Overflowing.
Being diagnosed with diabetes as a young adult came with its own, unique set of challenges. I had lived a ‘normal’ life for 17 years, and then all of a sudden I had this new condition that I had to find a place for in my life.
Nobody around me knew that I had diabetes, and it was difficult to explain such a complex condition to the people around me. In some ways, it was just easier to deal with my diabetes in private rather than having to try and explain what I was doing in the middle of another frustrating high blood sugar.
Today, I think my diabetes is pretty visible. Whether I’m talking with the pump in my hand, checking my blood sugar in the inventory office at work as someone comes to interrupt me, or walking back out again crunching down glucose tabs.
It’s fair to say that I have a pretty big interest in diabetes today. I spend a lot of my spare time writing here, freelancing over at Diabetes Daily, posting about diabetes on my social media, attending community events, as well as being part of a diabetes Committee here in Perth.
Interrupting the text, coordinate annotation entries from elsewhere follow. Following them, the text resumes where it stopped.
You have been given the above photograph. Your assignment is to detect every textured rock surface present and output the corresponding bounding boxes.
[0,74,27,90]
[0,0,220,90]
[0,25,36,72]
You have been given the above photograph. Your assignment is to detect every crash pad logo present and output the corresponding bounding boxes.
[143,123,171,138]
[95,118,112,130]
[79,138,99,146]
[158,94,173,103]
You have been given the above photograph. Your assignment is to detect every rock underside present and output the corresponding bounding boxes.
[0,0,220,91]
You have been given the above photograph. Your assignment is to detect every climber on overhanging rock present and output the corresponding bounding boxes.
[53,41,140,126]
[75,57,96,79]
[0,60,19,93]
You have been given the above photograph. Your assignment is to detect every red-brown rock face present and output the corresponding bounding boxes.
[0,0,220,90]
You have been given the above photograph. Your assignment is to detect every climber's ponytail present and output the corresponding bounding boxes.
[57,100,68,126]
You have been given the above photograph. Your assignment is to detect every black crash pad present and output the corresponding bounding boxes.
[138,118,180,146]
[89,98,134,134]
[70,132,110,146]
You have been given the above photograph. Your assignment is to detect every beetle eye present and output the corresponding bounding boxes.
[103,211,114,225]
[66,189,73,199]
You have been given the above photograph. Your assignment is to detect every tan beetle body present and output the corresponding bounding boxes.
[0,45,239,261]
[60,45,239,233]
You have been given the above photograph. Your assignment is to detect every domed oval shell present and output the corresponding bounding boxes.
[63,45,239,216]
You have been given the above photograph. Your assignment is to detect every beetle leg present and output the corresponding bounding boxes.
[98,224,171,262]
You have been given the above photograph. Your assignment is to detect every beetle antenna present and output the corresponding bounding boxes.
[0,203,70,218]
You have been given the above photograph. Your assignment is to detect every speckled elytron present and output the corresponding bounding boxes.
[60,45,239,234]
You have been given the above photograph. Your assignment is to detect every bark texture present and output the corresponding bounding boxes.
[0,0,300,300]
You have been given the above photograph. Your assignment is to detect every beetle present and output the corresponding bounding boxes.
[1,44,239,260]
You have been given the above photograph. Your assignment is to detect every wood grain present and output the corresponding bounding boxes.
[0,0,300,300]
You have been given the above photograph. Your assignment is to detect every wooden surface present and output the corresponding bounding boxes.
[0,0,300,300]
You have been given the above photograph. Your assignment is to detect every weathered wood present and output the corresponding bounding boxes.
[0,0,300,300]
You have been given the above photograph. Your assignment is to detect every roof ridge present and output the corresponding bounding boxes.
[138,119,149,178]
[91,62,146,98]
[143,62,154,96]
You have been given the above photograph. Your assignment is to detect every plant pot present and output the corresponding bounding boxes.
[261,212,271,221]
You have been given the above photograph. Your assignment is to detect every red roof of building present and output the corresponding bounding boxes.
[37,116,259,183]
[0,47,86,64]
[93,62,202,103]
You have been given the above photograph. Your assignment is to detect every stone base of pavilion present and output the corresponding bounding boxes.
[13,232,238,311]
“Are you going with the diabetes group?” is now a fairly standard response from colleagues when they hear that I’m taking annual leave from work.
“What are you doing?”
“What’s that?”
I spent so long imagining people’s reactions to a finger prick or an insulin injection. Today, it often feels like they simply don’t take any notice. Those explanations of the condition that I live with don’t seem to have any effect when the same questions pop up again and again. Perhaps others are just sparing my feelings by not asking me what I am doing.
However after National Diabetes Week, it finally began to feel like those messages of awareness were getting through to the people who needed to hear them the most.
The response to my diagnosis story that was shared on Diabetes WA’s Facebook page last Sunday was phenomenal. The story that appeared in The West Australian on Thursday was absolutely huge.
Despite my repeated arguments of just how terrible that photo was, two colleagues at work pulled the newspaper out of my hands on Thursday morning, took it over to the photocopier and stuck it on the staff room wall at work. “It’s a really important issue that could affect the people you work with!”
Doing media is a really big thing, even for an over sharer like myself, but I couldn’t be prouder of the outcome.
After a big week spent raising awareness of diabetes, and hearing stories shared from fellow people with diabetes, my cup is well and truly overflowing.
This is what National Diabetes Week is all about.
itsabouttime.org.au.
Kicking off Diabetes Week with some of my tribe last weekend.